目を閉じ、顔を自分の体に埋めて、深く眠っている。
あまりに長く閉じ籠もったせいで増えた、男の独り言をものともせず。
「これは素晴らしいぞ。
なんという、新鮮なテイストだ。
Kill them ALL! でも Ride the Dragooon! でもない《エルフ》。
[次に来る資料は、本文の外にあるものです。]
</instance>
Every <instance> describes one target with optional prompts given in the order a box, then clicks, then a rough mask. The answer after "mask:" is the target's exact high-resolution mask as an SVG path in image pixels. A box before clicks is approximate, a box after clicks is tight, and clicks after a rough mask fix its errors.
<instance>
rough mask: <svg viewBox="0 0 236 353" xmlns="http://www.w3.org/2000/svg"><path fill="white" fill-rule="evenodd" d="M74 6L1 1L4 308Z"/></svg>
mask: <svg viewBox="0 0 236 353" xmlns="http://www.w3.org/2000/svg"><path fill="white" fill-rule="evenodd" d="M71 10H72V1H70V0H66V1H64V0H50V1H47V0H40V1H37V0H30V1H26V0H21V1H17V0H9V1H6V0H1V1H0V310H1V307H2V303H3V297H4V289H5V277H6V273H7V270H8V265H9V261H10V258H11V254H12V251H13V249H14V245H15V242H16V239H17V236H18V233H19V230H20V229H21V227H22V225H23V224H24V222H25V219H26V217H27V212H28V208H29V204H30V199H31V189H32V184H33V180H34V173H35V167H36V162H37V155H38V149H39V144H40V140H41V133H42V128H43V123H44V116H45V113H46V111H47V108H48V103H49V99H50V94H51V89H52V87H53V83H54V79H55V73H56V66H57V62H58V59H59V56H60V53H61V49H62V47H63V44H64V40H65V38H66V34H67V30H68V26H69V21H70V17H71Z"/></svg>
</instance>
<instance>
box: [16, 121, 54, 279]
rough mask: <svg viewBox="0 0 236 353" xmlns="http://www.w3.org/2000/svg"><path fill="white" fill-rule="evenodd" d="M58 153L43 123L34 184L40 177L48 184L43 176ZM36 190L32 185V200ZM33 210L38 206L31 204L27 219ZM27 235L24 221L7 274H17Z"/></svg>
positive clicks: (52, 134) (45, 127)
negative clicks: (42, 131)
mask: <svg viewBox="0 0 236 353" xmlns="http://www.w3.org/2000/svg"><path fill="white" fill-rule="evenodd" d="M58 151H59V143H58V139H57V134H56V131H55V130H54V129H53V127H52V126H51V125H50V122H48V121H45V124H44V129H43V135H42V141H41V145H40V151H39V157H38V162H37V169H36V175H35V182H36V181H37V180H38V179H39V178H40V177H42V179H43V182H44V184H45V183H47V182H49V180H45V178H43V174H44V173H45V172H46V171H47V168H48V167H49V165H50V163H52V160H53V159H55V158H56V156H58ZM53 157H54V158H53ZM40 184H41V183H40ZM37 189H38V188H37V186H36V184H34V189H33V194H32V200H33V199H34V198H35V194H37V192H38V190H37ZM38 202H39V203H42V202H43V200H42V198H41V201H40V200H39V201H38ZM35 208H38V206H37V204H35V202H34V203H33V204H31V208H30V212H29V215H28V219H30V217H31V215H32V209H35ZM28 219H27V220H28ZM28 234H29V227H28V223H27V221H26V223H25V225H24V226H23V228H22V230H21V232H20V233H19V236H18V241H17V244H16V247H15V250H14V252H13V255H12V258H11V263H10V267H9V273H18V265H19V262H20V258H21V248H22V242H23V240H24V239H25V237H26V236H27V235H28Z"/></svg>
その一途な想いに、『恋愛力』ゼロの主人公は全く気付かないが。
これはちょっと、彼女を応援してやりたくもなるじゃないか───」
ぱらり。
ぱらり。
30文字近い題名の漫画を食い入るように読む、豪勢な『巻き角』の男。
「むむっ、まただ!
また新しい女性───案の定、主人公に惚れている!
一体どれだけモテれば気が済むんだ、羨ましい奴め。
何をやっても、必ず最終的に大成功。
凄い凄い、と周囲から持て囃されて。
『異世界』というのは、こんなにイージーモードなのか?
ああ〜〜。
そんな場所があるなら、行ってみたいものだ。
少なくともこんな主人公程度には負けぬ力があるし、きっと私なら」
そこまで呟いたところで、ふと言葉を止め。
男は本を置き、眉を顰めた。
隣で寝ていた猫も、いつの間にか身を起こしていた。
”・・・何か近付いてくるよ。相当な気配だぞ、これ”
「ああ」
”『遮断壁』は?”
「すでに1番から12番まで、全て破られているな。
どうやら侵入者は、最後の廊下に入ってきたようだ」
”なんで、最初のが破られた時点で分からなかったの?”
「───漫画に夢中で、警告に気付かなかった」
”馬鹿!スカポンタン!”
「そう怒らないでくれ、キング───痛い」
歯を剥いた猫を宥めようと手を伸ばし、ガブリ、と噛み付かれる悪魔。
「『遮断壁』というものは、だな。
礼節を弁えず壊そうとするなら、壊せるさ。
それなりに力がある者が、それなりに頑張ればな。
しかし、どう足掻いたところで破壊出来ないのが、『最終障壁』。
即ち、この部屋の扉なのだよ」
”それ、本当に信用していいんだろうね?”
「勿論だとも。
相手が誰であれ、ここの扉は絶対に破られない。
たとえ《四家》が来てこじ開けようとしたところで、無駄な」
コンコン、コンコン。
得意気な宣言の途中。
今まさに話題の扉から響く、華麗な『四点ノック音』。
「───陛下、起きていらっしゃいますでしょうか?
わたくしです───ベルカーヌです」
”「うげええッ!!??」”
扉の向こうから届いた、気品ある女性の声に反して。
二名が返したのは、腹の底から絞り出すような『恐怖』と『拒絶』だった。